Wisdom says you can’t feel your way to good thoughts but you can think your way to good feelings.
Let me illustrate.
Imagine I have a deadline to meet, my taxes are due and I’ve done just about anything else instead of that work.
I feel just rotten everytime I think about it. If I follow that feeling, letting it mushroom, it sounds like this in my head:
You’ve left it too late.
You don’t know what you are doing anyway.
What makes you think you can run a business when you aren’t good at admin?

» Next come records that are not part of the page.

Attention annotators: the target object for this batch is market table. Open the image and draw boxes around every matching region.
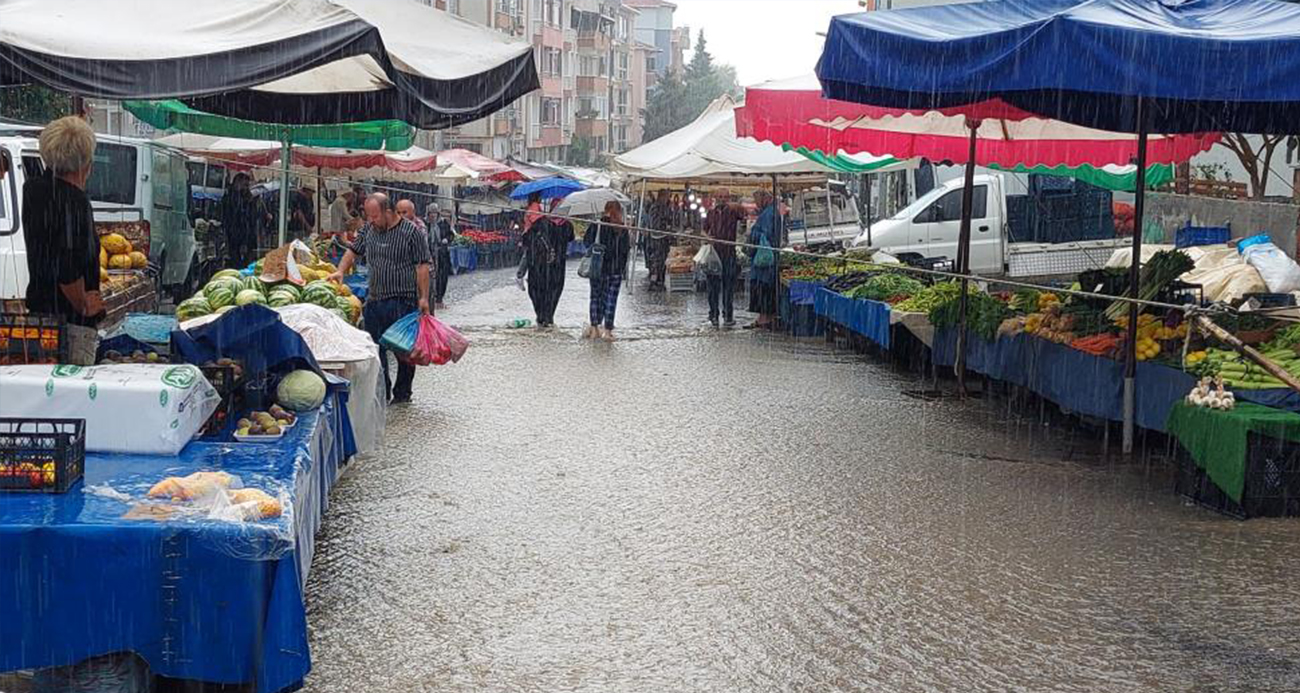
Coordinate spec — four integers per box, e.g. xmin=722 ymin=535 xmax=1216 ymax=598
xmin=813 ymin=288 xmax=891 ymax=349
xmin=0 ymin=390 xmax=355 ymax=692
xmin=1167 ymin=401 xmax=1300 ymax=504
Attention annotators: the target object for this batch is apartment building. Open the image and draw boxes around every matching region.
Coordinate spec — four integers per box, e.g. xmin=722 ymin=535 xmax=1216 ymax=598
xmin=423 ymin=0 xmax=656 ymax=162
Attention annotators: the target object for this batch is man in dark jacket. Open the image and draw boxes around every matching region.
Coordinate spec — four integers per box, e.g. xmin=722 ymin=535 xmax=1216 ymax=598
xmin=220 ymin=173 xmax=269 ymax=269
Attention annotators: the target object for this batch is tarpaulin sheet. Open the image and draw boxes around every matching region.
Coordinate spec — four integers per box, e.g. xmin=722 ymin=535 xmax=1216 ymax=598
xmin=817 ymin=0 xmax=1300 ymax=134
xmin=171 ymin=305 xmax=323 ymax=380
xmin=343 ymin=268 xmax=369 ymax=302
xmin=814 ymin=289 xmax=891 ymax=349
xmin=0 ymin=392 xmax=354 ymax=693
xmin=787 ymin=280 xmax=823 ymax=307
xmin=933 ymin=329 xmax=1300 ymax=432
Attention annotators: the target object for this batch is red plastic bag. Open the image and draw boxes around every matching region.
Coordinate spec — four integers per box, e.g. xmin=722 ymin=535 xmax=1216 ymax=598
xmin=408 ymin=315 xmax=469 ymax=366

You should never have attempted something so ambitious.
Your business will fail.
There is no point in opening the tax files.
But what if the same feeling is responded to with true thoughts?
You’ve left it too late…I have, but I can at least make a start to it now instead of waiting longer.
You don’t know what you are doing…Sure, it would be unreasonable to expect I’d understand business tax without training. I’m on new territory and need help. This is why I asked a good friend and CA to be on my board. I’m going to schedule a call with him to ask any questions that come up now.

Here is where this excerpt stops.